Al-Nusra has already admitted to being in a deal with the Assad regime — holding fast to the Deir Ezzor oil fields and reaping sweet payouts in return.
Abdulrahman Alhaj, a professor and member of the General Secretariat of the Syrian National Coalition, told PJM that Assad “has too much information about [al-Qaeda] in many ways.”
And Assad feels that if he is taken out or taken to the brink, Alhaj added, the ultimate revenge is sharing his WMDs with the terror organization — something he may do anyway in backroom deals.
“He’ll try to make it easy for them because he wants to — he will try to punish the international community,” said Alhaj. “How he can do that — he can give them his chemical weapons.”
“It’s a very dangerous scenario,” he added.
When PBS’ Charlie Rose asked Assad in a sit-down interview Sunday about what kind of retaliation could be expected if the U.S. launched airstrikes against the regime, he cryptically responded, “You should expect everything.”
“You should expect everything, not necessarily through the government. It’s not only — the governments are not only — not the only player in this region,” Assad added. “…Expect every action. Everything.”
A handful of Senate aides contacted by PJM said they didn’t know if the alliance of al-Qaeda and Assad was being discussed with lawmakers in closed-door Syria briefings.
Assad needs the situation on the ground to look chaotic enough to keep from being ousted. Al-Qaeda enjoys a safe haven and access to stockpiles of weapons of mass destruction. And if Assad should fall, al-Qaeda can take advantage of the vacuum, though it does run the risk of having to deal with a president who’s not compliant like Assad.
“Assad today is trying to convince the West that he is secular and liberal and that he is fighting Islamic extremism. Those who work in the field of politics, however, know Assad’s regime very well. They know it is nothing more than an extension of the extremist political and religious Iranian regime,” Al Arabiya General Manager Abdulrahman al-Rashed wrote in March.
“His father adopted the case of Arab Baath to justify his seizure of power and continuity of sectarian rule. After him, his son sought the company of long-bearded men from supreme leader Khamenei to Hassan Nasrallah. He resorted to holding Islamic jihadi conferences in Damascus,” al-Rashed continued. “After the revolution erupted, he now speaks of secularism and claims it!”

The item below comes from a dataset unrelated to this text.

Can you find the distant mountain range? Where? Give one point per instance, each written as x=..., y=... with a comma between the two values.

Images of jihadist atrocities have also shown timing to play into a PR strategy, including the grisly execution video from spring 2012 released to the New York Times just as Congress was debating Syria.
In another aptly timed move, al-Qaeda declared war today on the Free Syrian Army — in particular, the secular brigades most likely to be vetted and cleared — just in time to attempt to seize CIA arms deliveries beginning to flow to the rebels.
“The Assad regime…will increase extremism in Syria,” said Alhaj. “That will affect all the people of the world.”